The Bible: Is It
The Same Today As When
It Was First Written? (Part 2)
by Bryan Gibson
In the last article, we looked at the fact that God has both the ability and the desire to preserve His word, so it is indeed a serious matter to charge Him with failing to do so. We should have faith that God has so preserved His word that it is still “able to save our souls” (James 1:21).
But what if we go back and look at the ancient documents or manuscripts that our translators use? Some have thought that with the variations in these manuscripts, we just can’t be sure that what we have today is God’s word. This scientific or historical look at these ancient documents is often called “textual criticism,” and despite what the word criticism implies, it should actually reinforce the faith of Christians. Let’s focus today on the reliability of the Old Testament, and then in a later article, we will deal with the New Testament.
Until the 1940’s, the earliest available O.T. Hebrew manuscripts were dated about A.D. 900. Called the Masoretic text, it was considered a reliable text because it was copied under such strict guidelines intended to safeguard accuracy. But with the discovery of the Dead Sea scrolls in 1947, an opportunity to test their accuracy was given to textual critics. These scrolls are dated from about 200 B.C. to about A.D. 68 and though all of the O.T. was not found there, portions of every book except Esther were found. In addition to the fragments, a complete scroll of Isaiah was found and despite 1000 years between it and the oldest Masoretic text, the Masoretic text was shown to be substantially unchanged. With the Dead Sea scrolls verifying the accuracy of the Hebrew text and the witness of the Septuagint (Greek translation of the Old Testament done in about 200 B.C.), along with some other ancient versions, you will find that there are few readings of the O.T. in dispute. The readings that are disputed do not affect the teachings of Scripture in anyway.

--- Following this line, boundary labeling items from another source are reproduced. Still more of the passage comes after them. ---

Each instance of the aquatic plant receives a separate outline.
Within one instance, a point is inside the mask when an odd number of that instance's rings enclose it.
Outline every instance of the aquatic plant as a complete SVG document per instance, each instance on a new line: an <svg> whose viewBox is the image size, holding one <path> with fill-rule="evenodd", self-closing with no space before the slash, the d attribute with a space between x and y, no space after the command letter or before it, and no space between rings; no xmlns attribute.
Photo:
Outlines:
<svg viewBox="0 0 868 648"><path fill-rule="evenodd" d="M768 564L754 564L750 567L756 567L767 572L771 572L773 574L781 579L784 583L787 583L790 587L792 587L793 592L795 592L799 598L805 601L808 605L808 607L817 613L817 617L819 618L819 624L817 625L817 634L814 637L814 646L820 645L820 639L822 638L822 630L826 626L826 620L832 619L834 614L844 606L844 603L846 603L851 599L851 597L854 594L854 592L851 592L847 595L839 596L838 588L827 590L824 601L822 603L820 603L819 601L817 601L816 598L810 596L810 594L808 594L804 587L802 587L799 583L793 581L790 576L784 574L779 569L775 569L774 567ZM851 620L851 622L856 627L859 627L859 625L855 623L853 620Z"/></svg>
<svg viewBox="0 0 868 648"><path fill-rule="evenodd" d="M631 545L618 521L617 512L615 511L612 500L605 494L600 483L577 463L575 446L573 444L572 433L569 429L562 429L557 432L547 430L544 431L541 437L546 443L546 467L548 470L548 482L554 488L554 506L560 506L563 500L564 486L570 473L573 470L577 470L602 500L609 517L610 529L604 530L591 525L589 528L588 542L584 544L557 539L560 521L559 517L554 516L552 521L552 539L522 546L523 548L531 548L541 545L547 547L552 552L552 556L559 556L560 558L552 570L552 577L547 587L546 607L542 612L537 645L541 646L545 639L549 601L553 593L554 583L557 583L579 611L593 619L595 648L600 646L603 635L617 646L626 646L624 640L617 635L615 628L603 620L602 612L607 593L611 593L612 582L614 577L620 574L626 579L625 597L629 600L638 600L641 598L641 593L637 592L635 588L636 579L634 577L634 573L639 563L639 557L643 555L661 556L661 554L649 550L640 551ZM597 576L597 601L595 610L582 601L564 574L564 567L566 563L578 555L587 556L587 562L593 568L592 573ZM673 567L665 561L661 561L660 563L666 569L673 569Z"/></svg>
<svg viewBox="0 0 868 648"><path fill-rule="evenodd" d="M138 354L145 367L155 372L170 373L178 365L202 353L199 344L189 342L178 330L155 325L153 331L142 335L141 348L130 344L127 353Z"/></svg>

Then consider how Jesus and His apostles dealt with the O.T. They lived 1500 years after its beginning and 400 years after its completion. Did they see it as reliable? Clearly, they did, because they often read it or quoted from it, sometimes from the Hebrew, sometimes from the Septuagint (the Greek translation referred to earlier). They did so with confidence, even to arguments based on tense and number (for examples, see Mark 12:26-27; Galatians 3:16). Consider the confidence Jesus expressed in the fine details of the O.T.: “…till heaven and earth pass away, one jot or one tittle will by no means pass from the law till all is fulfilled” (Matthew 5:18).
So should textual criticism shake our faith in the reliability of the O.T.? Not in the least. Sure, there are some variations in the different manuscripts, but as we pointed out earlier, there are relatively few, and they do not change the teaching of the text in anyway. In short, when you read the O.T., you have every reason to believe that you are reading God’s word.